Leishmania infantum pyridoxal kinase evaluated in a recombinant protein and DNA vaccine to protects against visceral leishmaniasis

• Published in: Molecular immunology Vol. 124; pp. 161 - 171
• Main Authors: Oliveira-da-Silva, João A., Lage, Daniela P., Ramos, Fernanda F., Machado, Amanda S., Tavares, Grasiele S.V., Mendonça, Débora V.C., Pereira, Isabela A.G., Martins, Vívian T., Carvalho, Lívia M., Ludolf, Fernanda, Santos, Thaís T.O., Reis, Thiago A.R., Oliveira, Camila S., Bandeira, Raquel S., Silva, Alessandra M., Costa, Lourena E., Oliveira, Jamil S., Duarte, Mariana C., Menezes-Souza, Daniel, Roatt, Bruno M., Teixeira, Antônio L., Coelho, Eduardo A.F.
• Format: Journal Article
• Language: English
• Published: Elsevier Ltd 01.08.2020
• Subjects: Adjuvants; antibodies; antigens; bone marrow; DNA vaccine; humans; Immune response; immunogenicity; immunoglobulin G; interleukin-10; interleukin-12; interleukin-4; Leishmania infantum; liver; lymph; parasite load; plasmids; pyridoxal; Pyridoxal kinase; Recombinant proteins; recombinant vaccines; saponins; secretion; spleen; vaccination; Visceral leishmaniasis; DNA vaccine; Adjuvants; Immune response; Visceral leishmaniasis; Recombinant proteins; Pyridoxal kinase
• ISSN: 0161-5890; 1872-9142; 1872-9142
• DOI: 10.1016/j.molimm.2020.06.010

[Display omitted] •The pyridoxal kinase (PK) protein was evaluated against visceral leishmaniasis.•The protein was administered as a recombinant antigen or DNA vaccine.•Mice receiving both immunization schedules developed a Th1-type response.•Significant reductions in the organic parasitism were found in these animals.•The PK protein was immunogenic in PBMCs from treated patients and healthy subjects.

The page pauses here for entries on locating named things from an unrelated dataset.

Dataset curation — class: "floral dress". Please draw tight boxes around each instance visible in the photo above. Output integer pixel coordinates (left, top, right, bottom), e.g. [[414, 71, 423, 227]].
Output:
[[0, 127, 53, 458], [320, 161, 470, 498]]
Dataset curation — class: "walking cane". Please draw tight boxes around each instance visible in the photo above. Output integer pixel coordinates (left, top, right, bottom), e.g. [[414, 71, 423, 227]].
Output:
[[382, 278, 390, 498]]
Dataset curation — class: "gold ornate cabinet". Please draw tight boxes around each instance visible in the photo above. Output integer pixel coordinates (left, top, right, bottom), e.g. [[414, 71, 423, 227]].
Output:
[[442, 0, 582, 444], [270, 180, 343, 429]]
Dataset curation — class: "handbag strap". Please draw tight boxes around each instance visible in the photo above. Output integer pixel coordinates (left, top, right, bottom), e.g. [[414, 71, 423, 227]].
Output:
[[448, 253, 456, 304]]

Leishmania infantum pyridoxal kinase (PK) protein was characterized after an immunoproteomics screening performed with the sera from patients suffering visceral leishmaniasis (VL). Since it was recognized by sera of mammalian hosts infected by a viscerotropic Leishmania species, PK could emerge as a new vaccine candidate against disease, due to its antigenicity and immunogenicity. In this context, in the present study, the effects of the immunization using PK were evaluated when administered as a DNA plasmid (pDNAA3/PK) or recombinant protein (rPK) plus saponin. The immune response elicited by both vaccination regimens reduced in significant levels the parasite load in spleen, liver, draining lymph nodes and bone marrow, being associated with the development of Th1-type immune response, which was characterized by high levels of IFN-γ, IL-12, GM-CSF, and specific IgG2a antibody, besides low production of IL-4, IL-10, and protein and parasite-specific IgG1 antibodies. CD8+ T cells were more important in the IFN-γ production in the pDNAA3/PK group, while CD4+ T cells contributed more significantly to production of this cytokine in the rPK/Saponin group. In addition, increased IFN-γ secretion, along with low levels of IL-10, were found when PBMCs from VL patients after treatment and healthy individuals were stimulated with the protein. In conclusion, when administered either as a DNA plasmid or recombinant protein plus adjuvant, PK can direct the immune response towards a Th1-type immune profile, protecting mice against L. infantum challenge; therefore, it can be seen as a promising immunogen against human VL.